ECLI:NL:RBHAA:2012:BV7993
Rechtbank Haarlem
- Eerste aanleg - meervoudig
- Rechtspraak.nl
Ontneming van wederrechtelijk verkregen voordeel zonder veroordeling in de hoofdzaak
Op 5 maart 2012 heeft de Rechtbank Haarlem uitspraak gedaan in de zaak met parketnummer 15/790013-11, waarin het Openbaar Ministerie een vordering tot ontneming van wederrechtelijk verkregen voordeel had ingediend. Deze vordering was gebaseerd op artikel 36e lid 2 van het Wetboek van Strafrecht, waarbij een maximum van € 13.000,-- werd gevorderd. De verdachte, geboren in Marokko en thans gedetineerd, was eerder vrijgesproken van de verdenking van het medeplegen van diefstal met geweld. De rechtbank oordeelde dat het ontbreken van een veroordeling in de hoofdzaak een belangrijke factor is die de ontvankelijkheid van de ontnemingsvordering in de weg staat. Dit is in lijn met de jurisprudentie van de Hoge Raad, die stelt dat zonder een veroordeling wegens een strafbaar feit, het Openbaar Ministerie niet ontvankelijk kan worden verklaard in zijn vordering tot ontneming.
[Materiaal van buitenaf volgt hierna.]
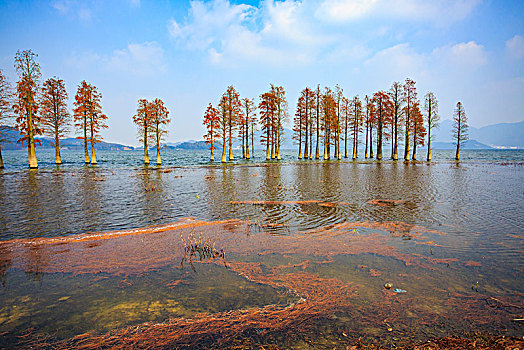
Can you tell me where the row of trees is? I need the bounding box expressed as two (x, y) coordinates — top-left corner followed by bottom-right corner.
(0, 50), (174, 168)
(0, 50), (107, 168)
(203, 78), (468, 162)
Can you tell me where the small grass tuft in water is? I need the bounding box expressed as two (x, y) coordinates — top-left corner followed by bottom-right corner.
(180, 232), (227, 272)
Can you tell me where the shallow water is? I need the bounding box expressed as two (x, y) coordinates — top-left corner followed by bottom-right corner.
(0, 151), (524, 349)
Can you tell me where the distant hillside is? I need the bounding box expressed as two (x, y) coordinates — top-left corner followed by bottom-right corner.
(435, 119), (524, 148)
(164, 141), (210, 150)
(430, 140), (493, 149)
(2, 126), (133, 151)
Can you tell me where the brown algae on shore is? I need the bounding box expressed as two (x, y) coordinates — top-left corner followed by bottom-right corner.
(0, 219), (519, 348)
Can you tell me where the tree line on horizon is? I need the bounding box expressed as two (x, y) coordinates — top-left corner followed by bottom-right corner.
(203, 78), (468, 162)
(0, 50), (170, 169)
(0, 50), (468, 168)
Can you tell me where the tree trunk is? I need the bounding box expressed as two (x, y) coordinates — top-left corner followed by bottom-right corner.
(251, 125), (255, 158)
(369, 125), (373, 159)
(229, 121), (235, 160)
(404, 117), (409, 160)
(377, 120), (383, 160)
(364, 123), (369, 159)
(245, 119), (251, 159)
(84, 113), (89, 164)
(55, 133), (62, 165)
(27, 115), (38, 169)
(426, 125), (431, 162)
(298, 113), (307, 159)
(91, 122), (96, 165)
(156, 135), (162, 165)
(391, 113), (398, 160)
(300, 105), (309, 159)
(144, 128), (149, 165)
(413, 124), (418, 160)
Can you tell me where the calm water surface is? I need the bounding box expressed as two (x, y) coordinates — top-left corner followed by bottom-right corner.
(0, 151), (524, 348)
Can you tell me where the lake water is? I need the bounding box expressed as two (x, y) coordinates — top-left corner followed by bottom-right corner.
(0, 151), (524, 349)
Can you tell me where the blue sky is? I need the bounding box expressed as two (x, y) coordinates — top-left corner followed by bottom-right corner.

De rechtbank heeft dan ook besloten het Openbaar Ministerie niet ontvankelijk te verklaren in zijn vordering tot ontneming van wederrechtelijk verkregen voordeel. Deze beslissing is genomen na een zorgvuldige afweging van de feiten en het recht, en is uitgesproken op de openbare terechtzitting van 5 maart 2012, waarbij de rechtbank kennis heeft genomen van alle relevante stukken en het ontnemingsdossier.